Research in Motion, the Waterloo based mobile giant, is rumored to be looking into acquiring a portion of Dropbox, a popular cloud based file hosting service which enables users to store and share their photos, docs and videos anywhere, according to an ex-RIM employee.
Dropbox is a freemium product, meaning that certain features are free and some features users pay for, such as storage over 2 GB. Currently Dropbox is offered on a wide variety of desktop and mobile platforms like Windows, Mac OS X, Linux, iPhone, Android, Windows Phone 7 and Blackberry.
In the past several weeks Dropbox has been speaking to investors to raise further funding. The company, which is valued at over $1 billion, has to date only raised $7.2 million in funding and is looking for something between $200 and $300 million, according to Techcrunch.

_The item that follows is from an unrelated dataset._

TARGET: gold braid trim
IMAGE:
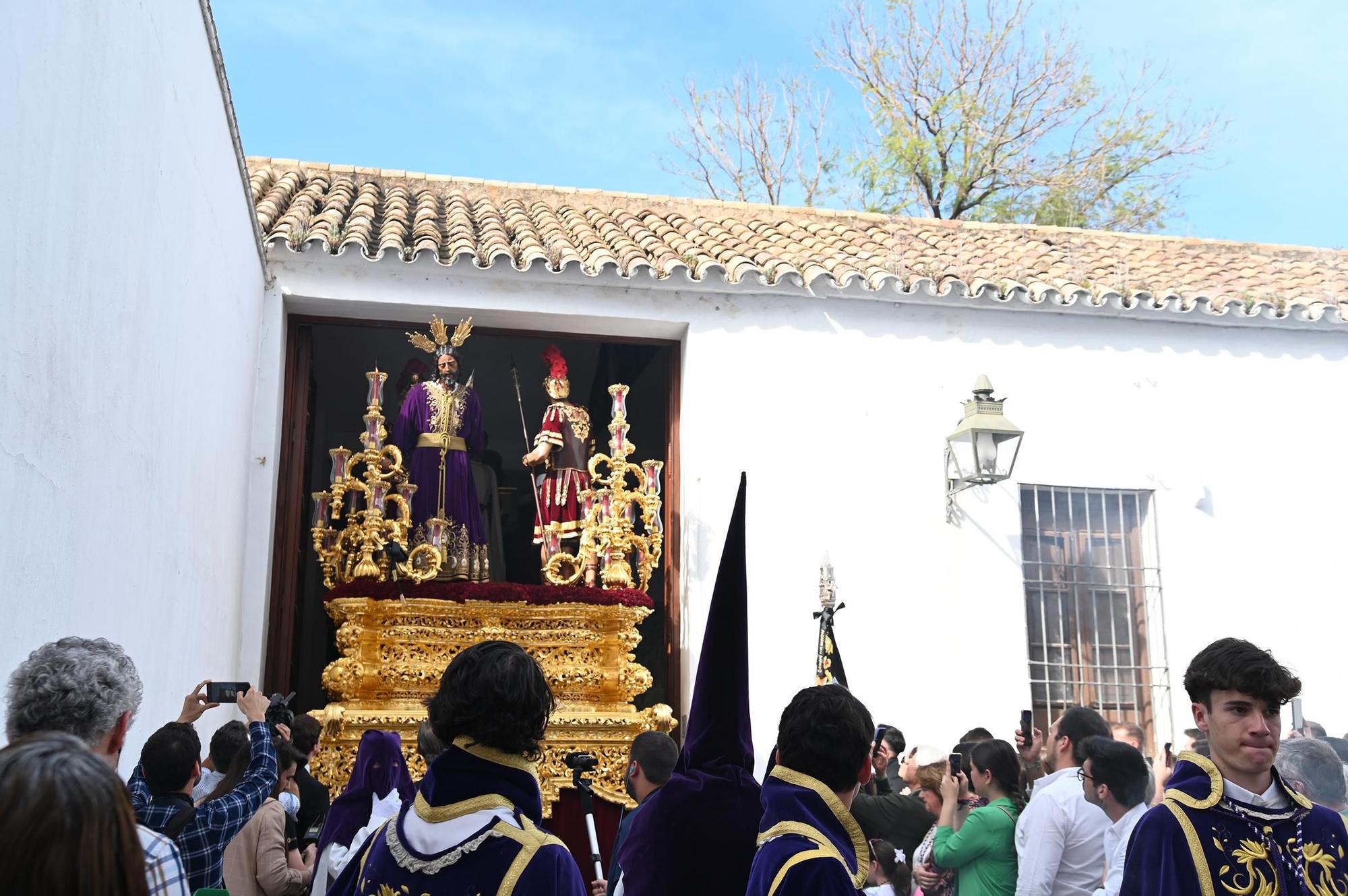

For RIM, the acquisition on Dropbox makes complete sense. More and more users are dropping their files in the cloud and for business users to be able to have their files available to them anywhere is an important service. However, RIM is valued by their business users due to the secure architecture of their system, which is what Dropbox has been criticized for in the past.
This week RIM started releasing their new flagship Blackberry phones with their new operating system. Reviews are coming in and the overall consensus is very positive. An acquisition of Dropbox would go a long way towards showing Wall Street that RIM is in fact alive and in for a long fight.
Dropbox has over 25 million users, uploading over 200 million files a day.